As discussed in detail below, the proposed exemptions announced today consist of an offering memorandum and family friends and business associates exemption, which are available in other provinces but would be new for Ontario, and an existing securityholder exemption, similar to that which was adopted by other Canadian regulators last week. With respect to crowdfunding, the OSC has also published its own proposed exemption, with some of its counterpart regulators proposing a similar but separate exemption.
- Offering memorandum exemption. This proposed exemption is based on the existing offering memorandum exemption currently found in section 2.9(2) of NI 45-106 Prospectus and Registration Exemptions that is not available in Ontario. While the proposed exemption would not place limits on the size or frequency of offerings an issuer could make, there would be limits for individual investors, namely $30,000 for eligible investors and $10,000 for non-eligible investors. In addition, individual investors would be required to sign a risk acknowledgement form prior to or at the time of purchasing a security in reliance on this exemption.

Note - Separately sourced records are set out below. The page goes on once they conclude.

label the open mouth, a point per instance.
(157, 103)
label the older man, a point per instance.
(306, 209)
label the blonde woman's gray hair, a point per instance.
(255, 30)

Meanwhile, Alberta, Quebec, and Saskatchewan have also published for comment proposed amendments to NI 45-106 relating to the OM exemption that is currently available in those provinces, intended to generally align the exemption with Ontario's proposal and New Brunswick has proposed amending its OM exemption to conform to that proposed by the OSC.
- Family, friends and business associates exemption. This proposed exemption is based on the existing family, friends and business associates exemption currently found in section 2.5(1) of NI 45-106 that is not available in Ontario. No limit has been proposed on the size of an offering made under this exemption but only certain types of securities could be distributed. In addition, there would be expanded guidance on the meaning of close personal friend and close business associate, with the onus of establishing the existence of such relationships would be on the issuer.
Similar to the proposed OM exemption, individual investors would be required to sign a risk acknowledgement form prior to or at the time of purchasing a security in reliance on this exemption. Also of note, in connection with the proposed implementation of this exemption, the OSC is also proposing the repeal of the existing founder, control person and family exemption in section 2.7 of NI 45-106.
- Existing security holder exemption. This exemption would allow companies listed on the TSX, TSX-V or Canadian Stock Exchange to raise capital from existing security holders based on the issuer's existing continuous disclosure. Offerings under this exemption would be limited to 100% of the issuer’s outstanding securities of the same class and investors would be limited to investments of no more than $15,000 every 12 months unless they obtain suitability advice in respect of the investment. As we discussed last week, regulators in most other Canadian jurisdictions recently adopted a similar exemption.
- Crowdfunding exemption. Under this exemption, both reporting and non-reporting issuers and their affiliates would be able to raise up to $1.5 million per year. Investors would also be limited to investing no more than $2,500 in a single investment, and no more than $10,000 in a year under the exemption. Further, the issuer would not need to be organized in or have its head office in Canada to rely on the exemption, nor would there be any restriction on the issuer’s business, with the exemption being available to blind pools or issuers without specific business plans. However, the exemption would not be available to investment funds or real estate issuers, nor in respect of novel or complex securities. Corresponding requirements for crowdfunding portals have also been proposed.
Meanwhile, Quebec, Saskatchewan, Manitoba, New Brunswick and Nova Scotia also published a similar proposed crowdfunding exemption for both reporting issuers and non-reporting issuers with similar compliance requirements. However, with respect to start-up companies specifically, these regulators have also proposed a different and less onerous exemption that would target very early stage companies that are non-reporting issuers. This exemption is similar to that which is currently available in Saskatchewan.
Under the start-up exemption, non-reporting issuers would be limited to raising no more than $150,000 per offering and investors would not be able to invest more than $1,500 in a single investment. The exemption would also be subject to less onerous compliance requirements. British Columbia has also published for comment its own start-up exemption proposal applicable to non-reporting issuers with similar (lower) investment limits.
Certain amendments are also proposed in respect of reports of trade required to be filed in connection with prospectus exempt distributions. Among other changes, the OSC along with regulators in Alberta, New Brunswick and Saskatchewan is proposing new forms of report that differentiate between investment funds and non-investment fund issuers. In these jurisdictions, the year-end filing exemption currently available to investment fund issuers would also be reduced to require filings within 30 days of each quarter.
The OSC and other regulators are accepting comments on their proposed prospectus exemptions until June 18, 2014.